To me, there’s something delightful about Rousseau
using his confinement to direct a laser focus on his immediate surroundings and
extract the last atom of meaning from the simplest aspects of nature. And hmmm,
something amusing about his “raptures and ecstasies” in learning about plants’ structures,
organization and “the operation of the sexual parts in the process of
reproduction, which was at the time completely new to me.”
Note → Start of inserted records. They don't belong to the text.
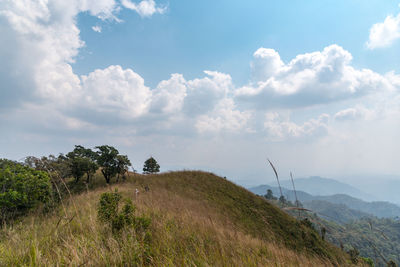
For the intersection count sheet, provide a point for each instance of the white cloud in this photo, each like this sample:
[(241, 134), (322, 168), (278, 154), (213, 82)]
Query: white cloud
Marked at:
[(266, 63), (355, 113), (204, 93), (225, 117), (97, 28), (116, 91), (279, 128), (309, 79), (385, 33), (169, 95), (145, 8)]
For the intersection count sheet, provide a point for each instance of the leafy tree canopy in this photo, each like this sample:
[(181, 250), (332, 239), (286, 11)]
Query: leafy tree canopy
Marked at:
[(21, 189), (151, 166), (111, 162)]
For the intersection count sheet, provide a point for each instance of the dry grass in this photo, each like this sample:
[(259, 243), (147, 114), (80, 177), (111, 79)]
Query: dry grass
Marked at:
[(185, 231)]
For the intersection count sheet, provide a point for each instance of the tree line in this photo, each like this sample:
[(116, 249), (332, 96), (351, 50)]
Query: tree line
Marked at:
[(42, 182)]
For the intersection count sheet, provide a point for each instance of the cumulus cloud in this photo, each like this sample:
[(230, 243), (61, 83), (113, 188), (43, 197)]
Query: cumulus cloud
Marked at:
[(115, 90), (169, 95), (279, 128), (204, 93), (97, 28), (225, 117), (266, 63), (145, 8), (385, 33), (355, 113), (308, 79)]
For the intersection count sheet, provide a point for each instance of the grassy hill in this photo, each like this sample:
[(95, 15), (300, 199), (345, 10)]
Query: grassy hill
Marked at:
[(197, 219)]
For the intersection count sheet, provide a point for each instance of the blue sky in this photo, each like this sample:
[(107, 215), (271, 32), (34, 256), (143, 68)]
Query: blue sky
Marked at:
[(196, 35), (213, 85)]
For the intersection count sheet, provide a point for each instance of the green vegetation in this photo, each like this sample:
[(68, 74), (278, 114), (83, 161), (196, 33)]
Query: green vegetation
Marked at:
[(179, 218), (151, 166), (111, 162), (22, 189), (186, 218)]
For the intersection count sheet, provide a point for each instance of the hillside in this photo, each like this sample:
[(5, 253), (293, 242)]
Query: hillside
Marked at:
[(197, 219)]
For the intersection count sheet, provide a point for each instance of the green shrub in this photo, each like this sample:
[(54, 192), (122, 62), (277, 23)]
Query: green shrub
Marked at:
[(354, 254), (109, 213), (21, 189), (368, 261)]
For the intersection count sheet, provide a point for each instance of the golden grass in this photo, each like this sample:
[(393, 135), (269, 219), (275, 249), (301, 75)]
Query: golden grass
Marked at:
[(184, 232)]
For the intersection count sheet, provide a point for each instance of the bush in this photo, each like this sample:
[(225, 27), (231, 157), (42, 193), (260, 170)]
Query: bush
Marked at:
[(354, 254), (368, 261), (109, 213), (21, 189)]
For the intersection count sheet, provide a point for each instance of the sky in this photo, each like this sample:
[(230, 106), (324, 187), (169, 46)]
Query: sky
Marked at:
[(218, 86)]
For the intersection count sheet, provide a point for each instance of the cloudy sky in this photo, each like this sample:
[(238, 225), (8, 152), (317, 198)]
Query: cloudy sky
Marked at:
[(213, 85)]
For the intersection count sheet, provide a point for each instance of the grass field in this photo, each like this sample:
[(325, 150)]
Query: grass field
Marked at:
[(197, 219)]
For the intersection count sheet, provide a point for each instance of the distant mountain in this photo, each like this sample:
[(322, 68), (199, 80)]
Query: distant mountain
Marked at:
[(338, 213), (319, 186), (376, 208)]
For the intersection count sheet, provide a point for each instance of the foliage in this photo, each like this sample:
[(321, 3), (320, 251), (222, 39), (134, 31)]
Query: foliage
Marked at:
[(151, 166), (368, 261), (56, 167), (270, 195), (82, 161), (108, 212), (375, 238), (111, 162), (354, 254), (21, 189), (197, 219), (123, 164)]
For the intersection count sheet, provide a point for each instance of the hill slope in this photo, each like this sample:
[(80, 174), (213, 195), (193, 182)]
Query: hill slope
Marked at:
[(197, 219)]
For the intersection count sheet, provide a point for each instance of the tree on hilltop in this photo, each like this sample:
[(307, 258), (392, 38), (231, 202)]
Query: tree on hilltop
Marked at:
[(111, 162), (82, 161), (151, 166)]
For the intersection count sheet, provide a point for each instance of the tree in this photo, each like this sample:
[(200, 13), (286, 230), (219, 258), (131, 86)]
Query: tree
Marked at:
[(151, 166), (21, 189), (82, 161), (123, 165), (270, 195), (111, 162), (56, 167)]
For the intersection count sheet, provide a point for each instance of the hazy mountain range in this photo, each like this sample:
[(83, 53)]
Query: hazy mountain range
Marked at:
[(333, 196)]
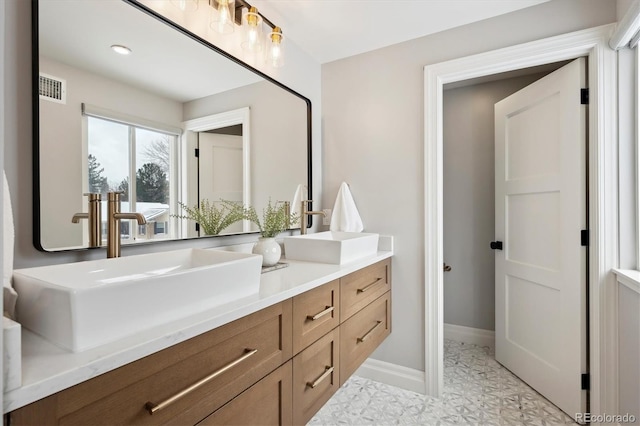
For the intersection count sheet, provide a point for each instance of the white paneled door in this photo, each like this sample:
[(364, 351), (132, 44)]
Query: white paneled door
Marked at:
[(220, 170), (541, 275)]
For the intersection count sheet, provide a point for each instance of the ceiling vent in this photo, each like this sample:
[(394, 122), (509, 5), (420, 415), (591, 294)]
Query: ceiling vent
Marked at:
[(53, 88)]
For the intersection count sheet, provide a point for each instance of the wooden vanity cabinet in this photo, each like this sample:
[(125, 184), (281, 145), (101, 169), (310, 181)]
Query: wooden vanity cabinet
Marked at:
[(276, 366), (119, 397), (315, 313), (268, 402), (316, 376)]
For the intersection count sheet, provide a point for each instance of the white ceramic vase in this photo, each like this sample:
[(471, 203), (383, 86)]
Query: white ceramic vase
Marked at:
[(269, 249)]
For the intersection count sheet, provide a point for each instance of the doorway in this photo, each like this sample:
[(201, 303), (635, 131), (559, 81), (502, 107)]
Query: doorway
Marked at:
[(533, 172), (602, 174)]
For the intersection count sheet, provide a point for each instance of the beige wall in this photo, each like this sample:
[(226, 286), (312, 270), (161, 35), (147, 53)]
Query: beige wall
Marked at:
[(62, 155), (373, 138), (469, 200), (629, 351)]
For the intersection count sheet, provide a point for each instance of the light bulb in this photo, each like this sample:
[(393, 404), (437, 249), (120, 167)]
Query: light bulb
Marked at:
[(252, 23), (275, 48), (223, 16)]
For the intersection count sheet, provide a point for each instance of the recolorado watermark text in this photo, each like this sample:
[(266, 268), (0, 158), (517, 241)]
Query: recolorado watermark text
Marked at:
[(605, 418)]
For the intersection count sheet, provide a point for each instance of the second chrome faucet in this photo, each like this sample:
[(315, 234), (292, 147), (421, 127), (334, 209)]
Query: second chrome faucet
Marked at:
[(114, 215), (304, 213)]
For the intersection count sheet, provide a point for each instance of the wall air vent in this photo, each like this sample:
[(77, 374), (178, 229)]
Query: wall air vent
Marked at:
[(53, 88)]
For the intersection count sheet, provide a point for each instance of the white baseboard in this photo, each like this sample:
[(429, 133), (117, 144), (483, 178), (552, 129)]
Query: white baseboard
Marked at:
[(475, 336), (394, 375)]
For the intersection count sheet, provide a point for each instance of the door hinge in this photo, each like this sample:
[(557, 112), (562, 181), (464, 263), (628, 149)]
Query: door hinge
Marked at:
[(584, 96), (585, 381), (584, 237)]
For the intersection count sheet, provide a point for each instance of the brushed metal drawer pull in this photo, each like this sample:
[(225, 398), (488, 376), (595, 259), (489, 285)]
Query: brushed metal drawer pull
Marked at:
[(328, 370), (366, 336), (362, 290), (152, 407), (321, 314)]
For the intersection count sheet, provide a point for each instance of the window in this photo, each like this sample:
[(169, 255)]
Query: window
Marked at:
[(140, 163)]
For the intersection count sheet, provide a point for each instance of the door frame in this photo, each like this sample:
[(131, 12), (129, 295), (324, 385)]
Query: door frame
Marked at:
[(602, 185), (189, 164)]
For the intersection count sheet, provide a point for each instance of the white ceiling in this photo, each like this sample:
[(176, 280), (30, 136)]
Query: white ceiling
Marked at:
[(333, 29), (79, 33)]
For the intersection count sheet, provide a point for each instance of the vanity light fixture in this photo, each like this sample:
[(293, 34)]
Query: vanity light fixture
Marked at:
[(252, 40), (185, 5), (275, 52), (223, 16), (122, 50), (225, 12)]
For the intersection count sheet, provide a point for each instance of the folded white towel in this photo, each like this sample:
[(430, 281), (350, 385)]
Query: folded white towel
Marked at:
[(345, 216), (9, 294), (300, 194)]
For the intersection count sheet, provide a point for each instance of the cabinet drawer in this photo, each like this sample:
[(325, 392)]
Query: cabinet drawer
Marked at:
[(268, 402), (120, 396), (361, 334), (362, 287), (315, 376), (315, 313)]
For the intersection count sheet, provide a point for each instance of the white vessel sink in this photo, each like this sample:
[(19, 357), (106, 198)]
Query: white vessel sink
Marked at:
[(331, 247), (82, 305)]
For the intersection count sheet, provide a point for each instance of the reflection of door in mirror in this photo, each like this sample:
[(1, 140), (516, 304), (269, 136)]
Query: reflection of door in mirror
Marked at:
[(220, 168), (221, 171)]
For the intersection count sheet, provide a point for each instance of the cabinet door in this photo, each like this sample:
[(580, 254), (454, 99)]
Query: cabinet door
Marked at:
[(362, 287), (315, 313), (361, 334), (268, 402), (315, 376)]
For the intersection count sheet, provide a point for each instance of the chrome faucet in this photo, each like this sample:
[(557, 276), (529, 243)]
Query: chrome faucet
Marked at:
[(303, 215), (94, 219), (113, 223)]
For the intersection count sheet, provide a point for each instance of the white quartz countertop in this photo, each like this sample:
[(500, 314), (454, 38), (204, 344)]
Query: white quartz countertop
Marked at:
[(47, 369)]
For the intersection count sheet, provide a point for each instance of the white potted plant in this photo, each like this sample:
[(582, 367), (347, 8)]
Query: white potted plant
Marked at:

I thought about Rousseau and the principle of
proximity this week as I cleaned a garden bed of misbehaving Solomon’s seal. I’d
planted it years ago, and because it was so reliable, coming up greenly every
year before fading goldenly away in the fall, I’d paid little attention to it
ever since. Now that the coronavirus panic has confined me to quarters and the
Solomon’s seal was right in front of my eyes, I finally looked. Why was it trying
to escape its rock enclosure onto the sidewalk, where it has imperiled walkers
for years? What was it doing popping up in the lawn, and how did it migrate to
other flower beds?
Which led to a massive excavation, reminiscent of an archeological
dig with a somehow grisly undertone. I discovered that during all those years
of neglect, the Solomon’s seal had quietly created layer upon layer of gigantic
elongated tubers, some the size of a forearm bone. All those layers, going down
a foot deep, had filled up the garden bed until finally there was no more space
– hence the leap outwards and beyond.
The excavated tubers nearly filled the back of the pickup
truck for a trip to the landfill, leaving the garden bed oddly deflated. I’ve
since found other, less invasive greenery for that spot. But the Solomon’s seal
provided a Rousseau-worthy lesson for those of us in confinement: Pay attention to what’s right in front of you. You never know what you might unearth.